It took me 8 months to make my first soap because I was so intimidated by the lye.  I've heard this a lot so you are not alone.  I'm working up to my 4th batch and getting more comfortable with it.  As was said above, respect it, be careful and time will take care of it.


----------



## amd (May 27, 2020)

dippy said:


> I might be overthinking things a little and overestimating the dangers.


You're not, really. It's much better to be aware and be cautious, than to underestimate the dangers and cause harm. I know a lot of people compare the lye safety as low risk as boiling water, but there are dangers in that. One of my sisters spent 6 weeks in the hospital because a pot of boiling water was flipped over onto her. There are precautions you take with lye, just like there are precautions you take with boiling water. Once you know how to handle it, it loses the scare factor.



dippy said:


> is it only like a burn from a hot oven or is it much more serious than that?


Worse. I've been burned a few times (please wear shoes when making soap) thanks to being notoriously clumsy. It depends on where in the process the burn occurs how severe the burn will be. It's a thermal and chemical burn, which can be misleading. I have had burns flare up suddenly hours after making soap. The best thing to do is read the MSDS and learn how to handle the various situations you'll be dealing with the lye.



dippy said:


> When I was spooning it out it seemed almost static and small specs jumped slightly.

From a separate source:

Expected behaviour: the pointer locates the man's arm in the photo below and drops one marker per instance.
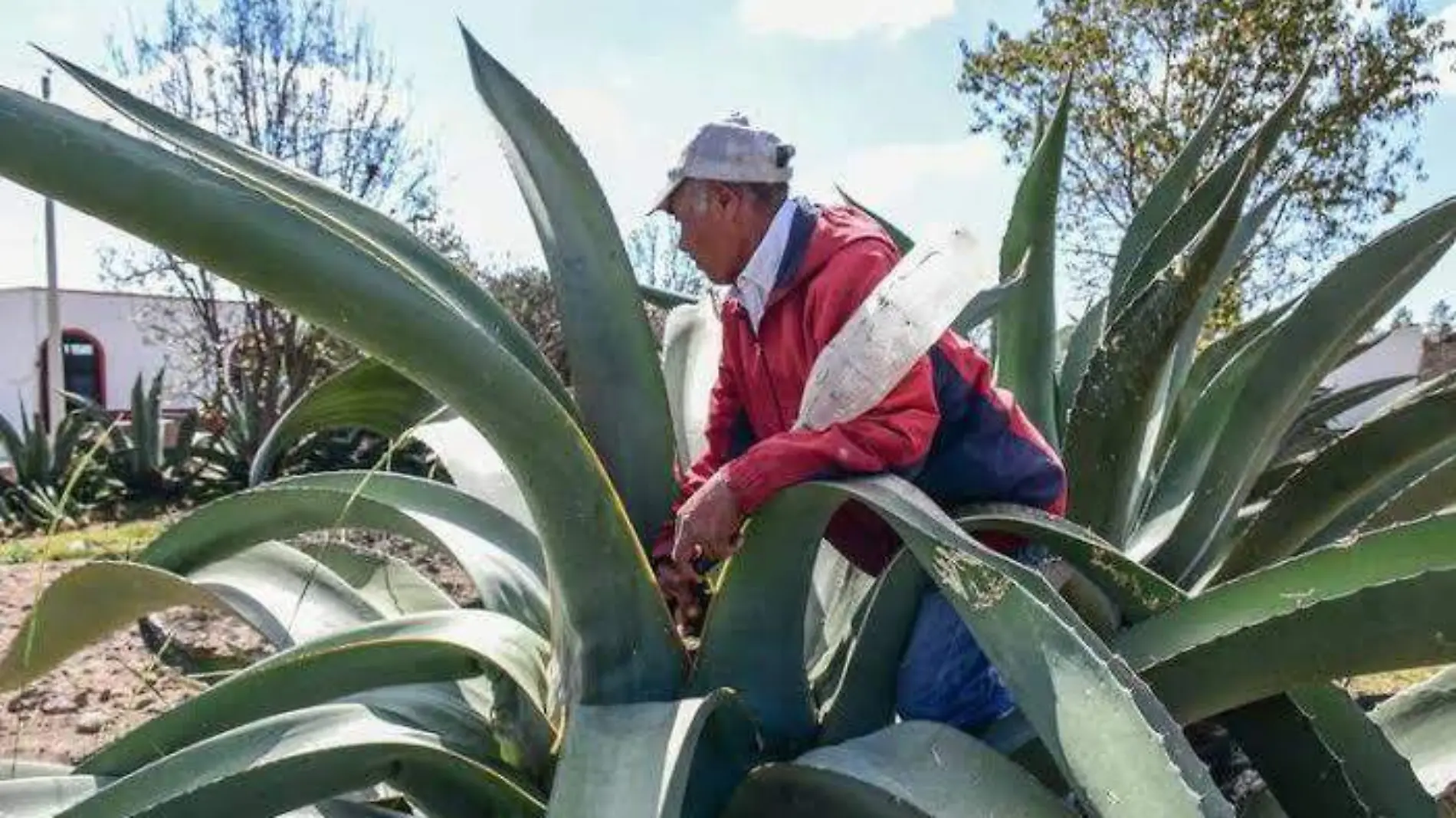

I haven't ever had static electricity... but I wonder if spooning it out was the cause? I always pour mine slowly into a separate measuring container.



dippy said:


> I am going to fill a plastic water bottle with dry lye and just keep that in the house with my soaping stuff and put the big tub in the garage - does that sound sensible


Yes. I would make sure to double container the big tub in the garage, maybe adding some dessicant bags to it as well. If your garage may be exposed to a variety of temperatures, it may also be exposed to different humidity levels, which your lye may be able to absorb if not well sealed. Somewhere on the forum, someone shared their 2 bucket storage method - large bucket with smaller lye filled buckets stacked inside, dessicant bags in the large bucket. All buckets had lids. [if I'm remembering this correctly!]


----------



## Jersey Girl (May 27, 2020)

I would make sure that your bulk lye bucket is air tight If you are storing in a garage that isn’t climate controlled.  If moisture gets to it it will get clumpy.


----------



## DeeAnna (May 27, 2020)

@kchaystack shared the dry bucket idea here awhile back.* I then did a little article and video about this -- Soapy Stuff: NaOH or KOH purity check

Edit: Can't find KCs original post about this idea, but here's a thread where he mentions it -- Search


----------



## cmzaha (May 27, 2020)

_*Worse. I've been burned a few times (please wear shoes when making soap) thanks to being notoriously clumsy. *_

I never wear shoes other than flip flops. If I spill I want to kick off that shoe and get my foot under cold water asap. I do not want the lye solution dumping into a pair of shoes. I also do not wear long sleeves for the same reason. While I do not wear goggles I do wear glasses and I can tell you from experience splashes do happen, and my glasses are a testament to that. I have two specks in the finish that are going to cause me to purchase new glasses eventually from lye damage. If I did not have my glasses on it would have been my eye that got the lye speck. What I am notorious for is getting a speck of lye on the side of my cuticle and it seems to burn forever, no matter how much cold water I run over it. Not sure how I manage it but I do that quite often and I always wear gloves.


----------



## dibbles (May 27, 2020)

Always wear goggles. I also suggest wearing gloves, at least until you get an idea of how messy your soap making processes are. I find I frequently get soap batter somewhere on my hands and I wouldn't ever make soap without gloves.


----------



## dippy (May 27, 2020)

Yes I would always wear goggles even though i wear glasses as I wouldn't like to take the risk. And I am comfortable in nitrile gloves so think I would continue with those. I can understand both sides of the sleeves/sleeveless debate though so I will see how I get on.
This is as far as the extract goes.